How SHA (Secure Hash Algorithm) works?

7 min readJul 27, 2020

Any data can be hashed, regardless of its size or type and length, and the hash which any data generates using a hashing algorithm is always of the same length.

If you have never heard about SHA or Secure Hashing Algorithms, I will try to explain from the word “Hashing”. Hashing means a process to convert a given key to a certain value. A hash function is one that can be used to map data with different size to an array of bit with fixed size. It is a one-way function , which is make it infeasible to be inverted.

Hash is convenient for situations where computer need to identify, compare or run calculations againts files or strings of data. Hashing algorithm are used in many applications on real worlds, they are used for storing password, in computer vision, in database, etc. In the following discussion, I will focus more on our primary discussion, which is SHA algortihms, a cryptographic hash security.

This is a cyrptographic hash function, as we can see one word (“Fox”) turn into mix number and character. This is the so-called avalanche-effect.

Secure Hash Algorithm, or mostly know as SHA, are a cryptographic functions which is utilized to make our data secured. It works using a hash function such as an algorithm that comprises of bitwise operations, modular additions, and compression functions. This algorithm developed by National Institute of Standards and Technology along with NSA, previously released as a Federal Information Processing Standard, later in 1995, it was named SHA algorithm.

In above picture, there is a diagram depicts an avalanche-effect in which the term is associated with a specific behaviour of mathematical function used for encryption algorithm. In case of algorithm that uses hash value, even a small alteration in an input string should drastically change the hash value. In other words, flipping single bit in input string should at least flip half of the bits in the hash value. To implement a strong cipher or cryptographic hash function, this should be considered as one of the primary design objective.

| Characteristics of SHA

Cryptographic hash functions are utilized in order to keep data secured by providing three fundamental of characterictics which is consist of : pre-image resistance, second pre-image resistance, and collision resistance.

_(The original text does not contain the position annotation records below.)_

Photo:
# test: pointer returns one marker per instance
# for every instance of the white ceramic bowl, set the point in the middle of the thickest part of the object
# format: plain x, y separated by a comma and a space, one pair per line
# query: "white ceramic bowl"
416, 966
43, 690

The pre-image resistance is important to clear off brute force attacks from a set of huge and powerful machines. The second resistance technique makes the attacker has to go through an enormous time on decoding the error message even though the first level has been decrypted. And the last but not least, collision resistance which is the most difficult thing to crack because the attacker need to find two completely different messages which hash to the same thing.

| Types of SHA

There are many types of SHA, some of those family are SHA-0, SHA-1, SHA-2, SHA-3 and SHA-256, each of which was succeded increasingly stronger encryption and still being updated in response to hacker attack. SHA-0, for example, this types is now obsolote due to widely exposed to the world. Because there are too many types of SHA algorithms, in this article I will just point out few of those types.

SHA - 0

SHA-0 is initially published in 1993, this algorithm hashes messages of any length in blocks of 512 bits, and produces a messages digest of 160 bits. However, it’s identified as inappropriate to use this by U.S National Institute of Standard and Technology (NIST) for any transactions associated with the use of cryptography. There is many attacks that causes NIST no longer consider it usable and withrew it.

Collision Resistance
First attack of this algorithm is published in 1998 and showed that this collision can be identified within 2⁶¹ operations. And and improved attacks in 2006 showed that it can even be indentified within 2³⁶ operations.
Pre-Image and Second Pre-Image Resistance
This attack indicate that the security margin of SHA-0 is resistant to these attacks. It’s also showed that a pre-image attack on 49 out of 80 rounds with complexity of 2¹⁵⁹, and showed a pre-image attack on 52 out of 80 rounds with a complexity of 2¹⁵⁶. Find more about pre-image attack here.
HMAC-SHA-0
The current attack vectors on HMAC can be classified as follows:
distinguishing attacks, existential forgery attacks, and key recovery
attacks. Key recovery attacks are by far the most severe. Attacks on hash functions can be conducted entirely offline, since the attacker can generate unlimited message-hash value pairs. Attacks on HMACs must be online because attackers need a large amount of HMAC values to deduce the key. The best results for a partial key recovery attack on HMAC-SHA0 were published at Asiacrypt 2006 with 2⁸⁴ queries and 2⁶⁰ SHA-0 computations

Here is the algorithm of how SHA-0 works:

Pad the message to be hashed by adding a 1, an appropriate number of 0 and the 64 bits integer representing the length of the message. After this padding operation, the message is formed of a integral number of 512 blocks.
Initialize 5 registers of 32 bits A, B, C, D and E with fixed constants:

A = 0x67452301

B = 0xEFCDhB89

C = 0x98BADCFE

D = 0xi0325476

E = 0xC3D2EIF0

3. For each message block, copy A, B, C, D and E respectively in AA, BB, CC, DD and EE. Apply the compression function to AA, BB, CC, DD, EE and the message block. This yields AA’, BB’, CO’, DD’ and EE’. These 5 values are then added respectively to A, B, C, D and E.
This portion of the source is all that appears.